= Danube Seven =

Group of female Catholic priests

The Danube Seven are a group of seven women from Germany, Austria and the United States who were ordained as priests on a ship cruising the Danube river on 29 June 2002 by Rómulo Antonio Braschi, Ferdinand Regelsberger, and a third unknown bishop.

The seven women are: Christine Mayr-Lumetzberger, Adelinde Theresia Roitinger, Gisela Forster, Iris Muller, Ida Raming, Pia Brunner and Angela White (the last a pseudonym for Dagmar Braun Celeste, the Austrian born former first lady of Ohio in the United States).

Braschi, an Independent Catholic bishop whose own ordination is in the line of apostolic succession and thus considered valid by the Roman Catholic Church, was excommunicated by the latter.

The women's ordinations were not, however, recognized as valid by the Roman Catholic Church, although the women (and their successors) consider their own ordinations to be valid and even studied in a three year program, designed by Christine Mayr-Lumetzberger, prior to their ordinations.

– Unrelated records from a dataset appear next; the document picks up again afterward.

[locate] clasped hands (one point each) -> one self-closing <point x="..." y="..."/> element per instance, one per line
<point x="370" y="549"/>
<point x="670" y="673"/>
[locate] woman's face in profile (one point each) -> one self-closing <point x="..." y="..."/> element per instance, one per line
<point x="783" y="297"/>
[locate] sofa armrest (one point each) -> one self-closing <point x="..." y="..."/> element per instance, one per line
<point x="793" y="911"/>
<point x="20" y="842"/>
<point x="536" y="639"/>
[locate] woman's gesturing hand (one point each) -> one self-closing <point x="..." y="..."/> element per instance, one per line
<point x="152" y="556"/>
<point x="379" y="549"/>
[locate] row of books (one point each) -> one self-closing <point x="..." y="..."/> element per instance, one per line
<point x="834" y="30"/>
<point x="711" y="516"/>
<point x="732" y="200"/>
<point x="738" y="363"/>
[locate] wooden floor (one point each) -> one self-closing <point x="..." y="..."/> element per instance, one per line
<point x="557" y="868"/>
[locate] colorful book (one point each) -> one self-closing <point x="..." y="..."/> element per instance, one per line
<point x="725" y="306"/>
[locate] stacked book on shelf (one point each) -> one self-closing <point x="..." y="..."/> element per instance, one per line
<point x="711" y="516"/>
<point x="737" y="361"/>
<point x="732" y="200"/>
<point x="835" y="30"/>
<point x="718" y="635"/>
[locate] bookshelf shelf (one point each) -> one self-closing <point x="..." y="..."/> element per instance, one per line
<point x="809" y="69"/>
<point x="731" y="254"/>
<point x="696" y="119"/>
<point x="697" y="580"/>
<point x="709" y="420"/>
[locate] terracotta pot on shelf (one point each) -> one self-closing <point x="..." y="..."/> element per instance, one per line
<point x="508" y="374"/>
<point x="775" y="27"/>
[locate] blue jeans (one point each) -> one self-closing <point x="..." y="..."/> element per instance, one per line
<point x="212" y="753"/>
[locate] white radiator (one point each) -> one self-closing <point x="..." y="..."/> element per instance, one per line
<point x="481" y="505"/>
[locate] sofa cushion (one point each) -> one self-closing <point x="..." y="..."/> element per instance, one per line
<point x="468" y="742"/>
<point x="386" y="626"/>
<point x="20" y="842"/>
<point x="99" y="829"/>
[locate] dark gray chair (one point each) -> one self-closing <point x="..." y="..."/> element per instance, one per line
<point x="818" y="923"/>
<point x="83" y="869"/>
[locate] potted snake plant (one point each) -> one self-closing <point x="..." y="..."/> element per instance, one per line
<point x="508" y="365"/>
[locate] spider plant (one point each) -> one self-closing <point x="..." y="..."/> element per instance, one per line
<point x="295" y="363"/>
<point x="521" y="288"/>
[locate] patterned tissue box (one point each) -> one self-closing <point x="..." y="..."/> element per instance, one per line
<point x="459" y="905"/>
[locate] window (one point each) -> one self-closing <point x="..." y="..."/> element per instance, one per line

== Legal consequences and responses ==

On 10 July 2002, the Congregation for the Doctrine of the Faith issued a monitum against the women, warning that they would be excommunicated if they did not admit the invalidity of the ordinations and repent. As a consequence of this violation of canon law, specifically canons 1008-1009 and 1024-1025, and their refusal to repent, the Vatican excommunicated the women. The women asked the Vatican to revoke the excommunication, but this request was denied in Decree on the Attempted Ordination of Some Catholic Women.